Configure the deployment group with a traffic shifting strategy:

aws deploy create-deployment-group \
  --application-name my-api-app \
  --deployment-group-name my-api-dg \
  --deployment-config-name CodeDeployDefault.ECSCanary10Percent5Minutes \
  --ecs-services clusterName=prod-cluster,serviceName=my-api \
  --load-balancer-info "targetGroupPairInfoList=[{
    targetGroups=[{name=my-api-tg-blue},{name=my-api-tg-green}],
    prodTrafficRoute={listenerArns=[arn:aws:elasticloadbalancing:...]}
  }]"

ECSCanary10Percent5Minutes shifts 10% of traffic to green, waits 5 minutes, then shifts 100% if health checks pass. If the Lambda hooks or health checks fail, CodeDeploy automatically rolls back to blue.

Logging to CloudWatch

The awslogs driver is the simplest way to get container logs into CloudWatch Logs. Use awsfirelens (backed by Fluent Bit) for advanced log routing to multiple destinations.

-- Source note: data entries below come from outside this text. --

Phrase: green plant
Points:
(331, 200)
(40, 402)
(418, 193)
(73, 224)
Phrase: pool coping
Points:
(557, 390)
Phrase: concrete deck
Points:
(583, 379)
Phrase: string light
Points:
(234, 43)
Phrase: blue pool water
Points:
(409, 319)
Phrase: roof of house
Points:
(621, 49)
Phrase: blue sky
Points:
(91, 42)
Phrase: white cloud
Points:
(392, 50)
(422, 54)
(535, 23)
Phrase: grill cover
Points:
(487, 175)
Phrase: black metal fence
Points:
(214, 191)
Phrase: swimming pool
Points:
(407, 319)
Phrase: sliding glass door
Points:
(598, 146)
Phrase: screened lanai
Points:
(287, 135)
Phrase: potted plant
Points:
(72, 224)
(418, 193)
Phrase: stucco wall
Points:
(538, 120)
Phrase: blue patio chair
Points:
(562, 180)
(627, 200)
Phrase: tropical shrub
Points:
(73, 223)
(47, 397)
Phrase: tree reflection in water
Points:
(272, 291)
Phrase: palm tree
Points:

# Fluent Bit sidecar for multi-destination logging
{
  "name": "log-router",
  "image": "public.ecr.aws/aws-observability/aws-for-fluent-bit:latest",
  "essential": true,
  "firelensConfiguration": {
    "type": "fluentbit",
    "options": {
      "enable-ecs-log-metadata": "true"
    }
  }
},
{
  "name": "api",
  "image": "...",
  "logConfiguration": {
    "logDriver": "awsfirelens",
    "options": {
      "Name": "cloudwatch_logs",
      "region": "us-east-1",
      "log_group_name": "/ecs/my-api",
      "log_stream_prefix": "from-firelens-",
      "auto_create_group": "true"
    }
  }
}

ALB Integration

ECS services register task IPs directly with ALB target groups (IP target type). When a task is replaced during a deploy, ECS deregisters the old task IP and registers the new one — the ALB connection draining period ensures in-flight requests complete.

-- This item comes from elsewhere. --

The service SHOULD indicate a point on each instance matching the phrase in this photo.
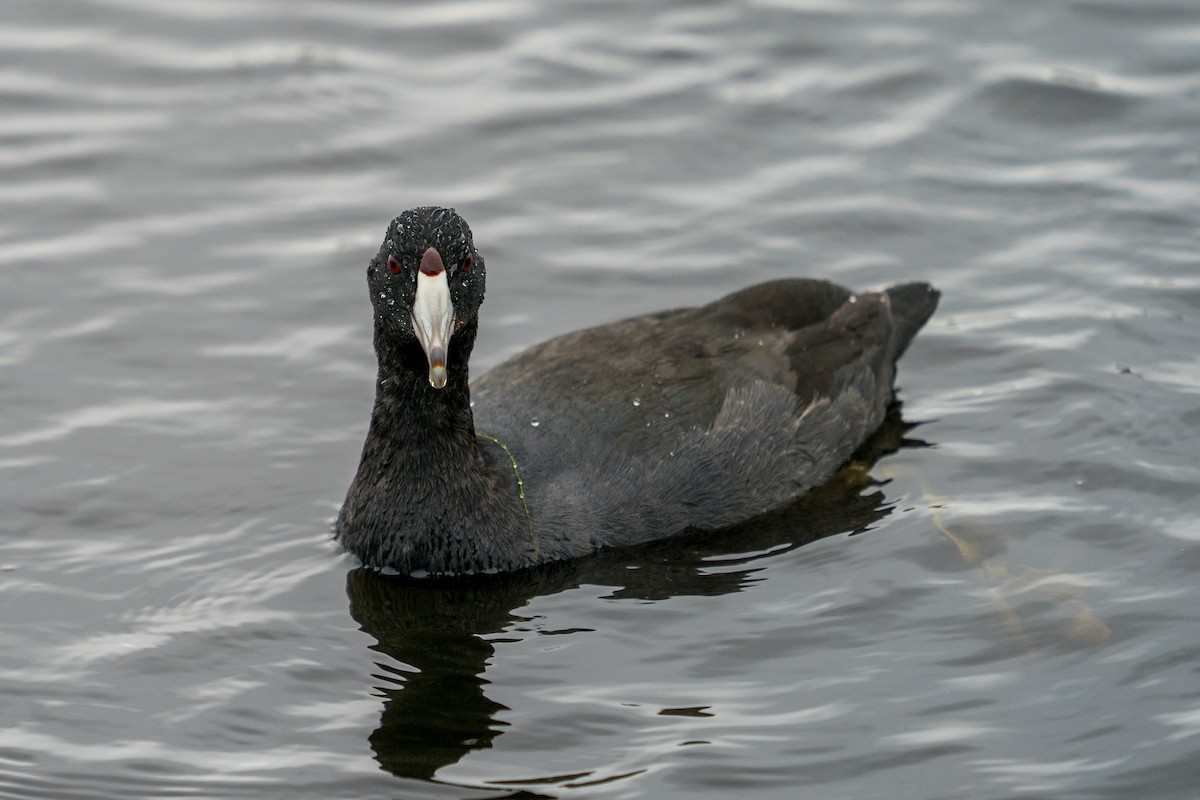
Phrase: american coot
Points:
(694, 419)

# Create target group (IP type for Fargate/awsvpc)
aws elbv2 create-target-group \
  --name my-api-tg \
  --protocol HTTP \
  --port 8080 \
  --vpc-id vpc-abc123 \
  --target-type ip \
  --health-check-path /health \
  --health-check-interval-seconds 15 \
  --healthy-threshold-count 2 \
  --unhealthy-threshold-count 3 \
  --deregistration-delay-attributes deregistration_delay.timeout_seconds=30

Set deregistration-delay to match your application's maximum request duration. For APIs with short requests, 30 seconds is plenty. For file uploads or long-running requests, increase it accordingly.

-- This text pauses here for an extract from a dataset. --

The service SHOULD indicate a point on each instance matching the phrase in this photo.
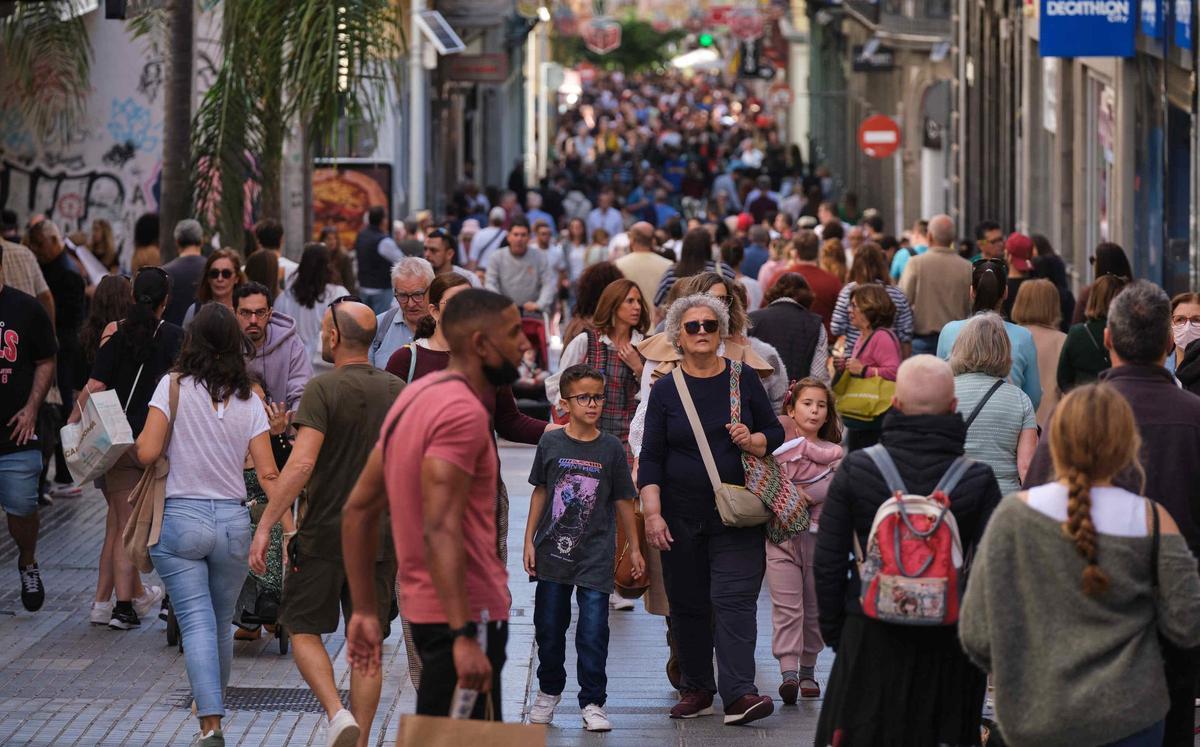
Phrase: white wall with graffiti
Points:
(109, 167)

Frequently Asked Questions

Q: How do I pass secrets to ECS containers securely?

Use the secrets field in the task definition, pointing to AWS Secrets Manager ARNs or SSM Parameter Store paths. The ECS agent fetches the secret value at task startup and injects it as an environment variable. The executionRoleArn must have secretsmanager:GetSecretValue or ssm:GetParameters permission.

Q: How do ECS tasks communicate with each other?

In the same VPC, tasks on awsvpc network mode get ENIs and can communicate directly by IP. For reliable service-to-service communication, use AWS Cloud Map (DNS discovery) or an internal ALB. Avoid hardcoding task IPs since they change with every deployment.

Q: What's the difference between task role and execution role?

The execution role is used by the ECS agent to pull images from ECR and fetch secrets. The task role is assumed by the application code running inside the container to access AWS services (S3, DynamoDB, etc.). Always use separate roles with least-privilege policies.

Q: Can I run ECS tasks on a schedule like cron?

Yes. Use EventBridge (CloudWatch Events) rules with ECS as the target. Set a cron expression and the rule will trigger a task run at the specified time. This replaces the older Scheduled Tasks feature in the ECS console.

Q: How do I auto-scale an ECS service?

Use Application Auto Scaling with ECS as the scalable target. Scale on CPU utilization, memory utilization, or custom CloudWatch metrics (e.g., SQS queue depth). Step scaling and target tracking policies are both supported. See the SQS guide for queue-based scaling patterns.